Several days ago, I posted the "finished" version of a couple of large pastel paintings I did on-location. One obviously needed more work, and it provoked a number of useful comments. (To be sure, I have actually taken scissors to the painting and cut it in half. I'll post the "new" finished version of this one once I take some good photos of it.) But the one that I thought really was finished also got a lot of comments, especially over in the Wetcanvas.com plein air forum. As a reminder, here's the painting (9x24):
Some folks had a problem with the foreground hill, claiming it read more like a staircase or pathway into the distance rather than like a little hill. One commentor suggested that changing the shape so it wasn't triangular would solve the problem. Well, I can't do that because it's a well-known landform, and the local residents would get upset if I just took a backhoe to it. Others suggested hardening lines, darkening shadows, etc., to correct the illusion. Or move it to the left a bit so it didn't point so directly into the distance.
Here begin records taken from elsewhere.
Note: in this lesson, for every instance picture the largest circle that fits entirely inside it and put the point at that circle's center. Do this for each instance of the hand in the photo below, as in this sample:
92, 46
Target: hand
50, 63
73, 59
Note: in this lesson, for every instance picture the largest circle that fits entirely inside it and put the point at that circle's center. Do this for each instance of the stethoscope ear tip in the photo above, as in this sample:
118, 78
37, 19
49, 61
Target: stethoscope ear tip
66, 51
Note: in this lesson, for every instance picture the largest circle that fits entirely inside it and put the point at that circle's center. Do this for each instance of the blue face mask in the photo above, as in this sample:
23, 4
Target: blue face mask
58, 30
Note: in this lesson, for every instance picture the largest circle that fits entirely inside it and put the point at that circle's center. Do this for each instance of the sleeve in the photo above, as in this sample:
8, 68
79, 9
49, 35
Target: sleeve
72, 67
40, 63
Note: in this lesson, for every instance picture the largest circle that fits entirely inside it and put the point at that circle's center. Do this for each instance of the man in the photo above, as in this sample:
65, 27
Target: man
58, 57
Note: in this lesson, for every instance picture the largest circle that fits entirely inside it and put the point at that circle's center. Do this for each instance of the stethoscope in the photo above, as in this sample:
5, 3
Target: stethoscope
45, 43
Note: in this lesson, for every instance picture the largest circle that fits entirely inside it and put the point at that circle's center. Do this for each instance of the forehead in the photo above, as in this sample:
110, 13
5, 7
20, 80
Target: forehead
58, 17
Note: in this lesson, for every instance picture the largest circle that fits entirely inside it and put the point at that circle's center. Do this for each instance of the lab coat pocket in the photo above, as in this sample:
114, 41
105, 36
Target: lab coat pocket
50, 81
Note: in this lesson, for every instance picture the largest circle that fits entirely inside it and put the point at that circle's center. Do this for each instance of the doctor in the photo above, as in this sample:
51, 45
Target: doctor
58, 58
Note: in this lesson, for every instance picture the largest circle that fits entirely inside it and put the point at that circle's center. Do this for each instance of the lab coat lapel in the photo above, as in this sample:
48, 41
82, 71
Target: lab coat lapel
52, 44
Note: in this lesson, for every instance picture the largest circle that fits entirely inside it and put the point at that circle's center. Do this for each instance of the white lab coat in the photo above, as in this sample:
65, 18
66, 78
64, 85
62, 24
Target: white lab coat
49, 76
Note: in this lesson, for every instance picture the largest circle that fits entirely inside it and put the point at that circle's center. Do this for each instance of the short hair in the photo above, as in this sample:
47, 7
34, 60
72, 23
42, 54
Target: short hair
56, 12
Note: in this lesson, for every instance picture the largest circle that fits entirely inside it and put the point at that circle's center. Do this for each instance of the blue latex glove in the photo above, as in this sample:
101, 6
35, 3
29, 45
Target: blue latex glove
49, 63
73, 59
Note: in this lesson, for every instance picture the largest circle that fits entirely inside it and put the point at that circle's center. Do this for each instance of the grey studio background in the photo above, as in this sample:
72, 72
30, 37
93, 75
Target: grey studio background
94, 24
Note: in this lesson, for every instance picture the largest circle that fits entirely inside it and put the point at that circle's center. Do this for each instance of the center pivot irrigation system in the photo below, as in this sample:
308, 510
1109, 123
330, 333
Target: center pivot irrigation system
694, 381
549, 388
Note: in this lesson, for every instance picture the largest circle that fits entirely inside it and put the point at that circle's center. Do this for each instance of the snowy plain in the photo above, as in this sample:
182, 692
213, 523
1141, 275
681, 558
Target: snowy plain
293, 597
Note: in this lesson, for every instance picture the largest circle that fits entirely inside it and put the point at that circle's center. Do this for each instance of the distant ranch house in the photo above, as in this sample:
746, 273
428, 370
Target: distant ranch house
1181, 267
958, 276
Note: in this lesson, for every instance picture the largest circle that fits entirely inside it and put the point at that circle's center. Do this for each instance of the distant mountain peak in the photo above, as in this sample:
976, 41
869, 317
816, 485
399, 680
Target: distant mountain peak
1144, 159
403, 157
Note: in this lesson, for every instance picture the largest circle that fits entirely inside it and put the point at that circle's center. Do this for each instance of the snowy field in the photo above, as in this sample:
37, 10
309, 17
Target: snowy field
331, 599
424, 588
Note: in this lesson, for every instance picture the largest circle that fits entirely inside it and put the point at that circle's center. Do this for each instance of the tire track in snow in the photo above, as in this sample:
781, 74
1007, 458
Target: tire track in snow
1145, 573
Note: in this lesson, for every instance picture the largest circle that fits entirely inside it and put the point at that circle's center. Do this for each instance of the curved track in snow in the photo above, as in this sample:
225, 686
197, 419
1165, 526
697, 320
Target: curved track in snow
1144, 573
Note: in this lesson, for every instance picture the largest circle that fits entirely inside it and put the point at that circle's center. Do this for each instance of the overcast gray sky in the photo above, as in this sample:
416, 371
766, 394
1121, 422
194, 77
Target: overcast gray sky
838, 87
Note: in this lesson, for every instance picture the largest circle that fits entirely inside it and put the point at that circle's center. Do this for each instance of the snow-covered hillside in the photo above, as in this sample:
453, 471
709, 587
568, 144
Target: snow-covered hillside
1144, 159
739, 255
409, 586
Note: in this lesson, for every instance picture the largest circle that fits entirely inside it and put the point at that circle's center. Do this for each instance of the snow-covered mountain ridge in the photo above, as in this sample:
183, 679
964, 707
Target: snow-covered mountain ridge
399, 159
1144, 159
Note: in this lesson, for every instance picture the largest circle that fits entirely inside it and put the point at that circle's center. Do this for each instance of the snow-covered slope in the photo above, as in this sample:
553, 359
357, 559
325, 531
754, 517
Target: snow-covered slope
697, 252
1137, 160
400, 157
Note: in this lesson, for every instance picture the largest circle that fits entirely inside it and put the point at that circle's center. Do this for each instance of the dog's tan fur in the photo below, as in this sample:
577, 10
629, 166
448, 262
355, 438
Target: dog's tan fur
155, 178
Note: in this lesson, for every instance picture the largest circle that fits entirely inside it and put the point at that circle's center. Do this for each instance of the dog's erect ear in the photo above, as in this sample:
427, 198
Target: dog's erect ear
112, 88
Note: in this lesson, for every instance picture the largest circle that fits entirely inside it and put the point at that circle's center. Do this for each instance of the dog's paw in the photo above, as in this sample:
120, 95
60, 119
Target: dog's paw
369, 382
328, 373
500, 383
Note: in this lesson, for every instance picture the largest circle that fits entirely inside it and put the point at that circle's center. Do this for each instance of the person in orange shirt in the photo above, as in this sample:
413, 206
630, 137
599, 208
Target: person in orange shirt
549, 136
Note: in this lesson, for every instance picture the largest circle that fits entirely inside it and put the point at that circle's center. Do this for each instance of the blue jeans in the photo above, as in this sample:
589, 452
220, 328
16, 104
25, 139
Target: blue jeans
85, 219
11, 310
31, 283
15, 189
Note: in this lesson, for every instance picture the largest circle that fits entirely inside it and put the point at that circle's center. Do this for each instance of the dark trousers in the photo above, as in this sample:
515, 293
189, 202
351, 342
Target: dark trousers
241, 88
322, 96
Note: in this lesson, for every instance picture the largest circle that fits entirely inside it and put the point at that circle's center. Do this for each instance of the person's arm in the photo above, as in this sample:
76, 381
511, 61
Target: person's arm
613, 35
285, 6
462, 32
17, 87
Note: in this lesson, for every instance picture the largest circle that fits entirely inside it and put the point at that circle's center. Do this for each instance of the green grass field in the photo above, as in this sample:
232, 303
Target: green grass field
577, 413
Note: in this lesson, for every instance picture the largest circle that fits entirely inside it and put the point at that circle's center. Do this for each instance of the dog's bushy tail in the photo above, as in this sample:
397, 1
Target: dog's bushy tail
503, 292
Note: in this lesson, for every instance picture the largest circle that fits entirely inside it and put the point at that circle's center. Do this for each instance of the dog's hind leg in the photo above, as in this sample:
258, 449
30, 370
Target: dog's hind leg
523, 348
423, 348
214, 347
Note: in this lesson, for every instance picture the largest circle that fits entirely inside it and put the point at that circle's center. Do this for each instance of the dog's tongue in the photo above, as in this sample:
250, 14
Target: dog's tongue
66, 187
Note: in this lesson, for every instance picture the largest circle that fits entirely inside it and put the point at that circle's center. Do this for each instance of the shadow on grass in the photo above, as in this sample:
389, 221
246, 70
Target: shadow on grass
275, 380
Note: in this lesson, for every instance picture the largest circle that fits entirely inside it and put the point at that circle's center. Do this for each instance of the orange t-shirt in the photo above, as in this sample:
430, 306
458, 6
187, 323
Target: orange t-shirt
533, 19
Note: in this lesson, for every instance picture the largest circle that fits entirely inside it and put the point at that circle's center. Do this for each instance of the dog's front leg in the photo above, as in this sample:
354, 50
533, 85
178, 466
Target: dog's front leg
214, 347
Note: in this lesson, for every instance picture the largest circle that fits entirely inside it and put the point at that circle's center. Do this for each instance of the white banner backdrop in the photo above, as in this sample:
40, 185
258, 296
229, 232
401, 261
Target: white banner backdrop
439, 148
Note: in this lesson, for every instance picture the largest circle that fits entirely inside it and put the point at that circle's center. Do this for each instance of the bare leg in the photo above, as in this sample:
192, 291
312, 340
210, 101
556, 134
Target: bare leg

One suggestion I made was to remove the hill entirely. The reason I suggested this is that there is probably some point near where I painted where I could have had a very similar view, but without the hill. I'm not sure the hill is entirely necessary. So this morning I ran the image through the Photoshop mill, and below is the result. I find Photoshop a really useful tool in these cases. Hasty erasures or cuts with scissors are impossible to "undo" otherwise.
I'm interested in hearing your opinion on this piece. Remove the hill, fix it in some way, or just leave the thing alone - your vote counts!
Normally, I wouldn't spend this much time on a plein air painting, But my intention was to get this piece (and the other) as close to completion outdoors as possible. With any plein air piece, large or small, you will run into problems like this that would perhaps be more easily foreseen in the calm and quiet of the studio. And since I have invested considerable time on them, both outdoors and now inside, I'll keep at it. It's a great learning experience!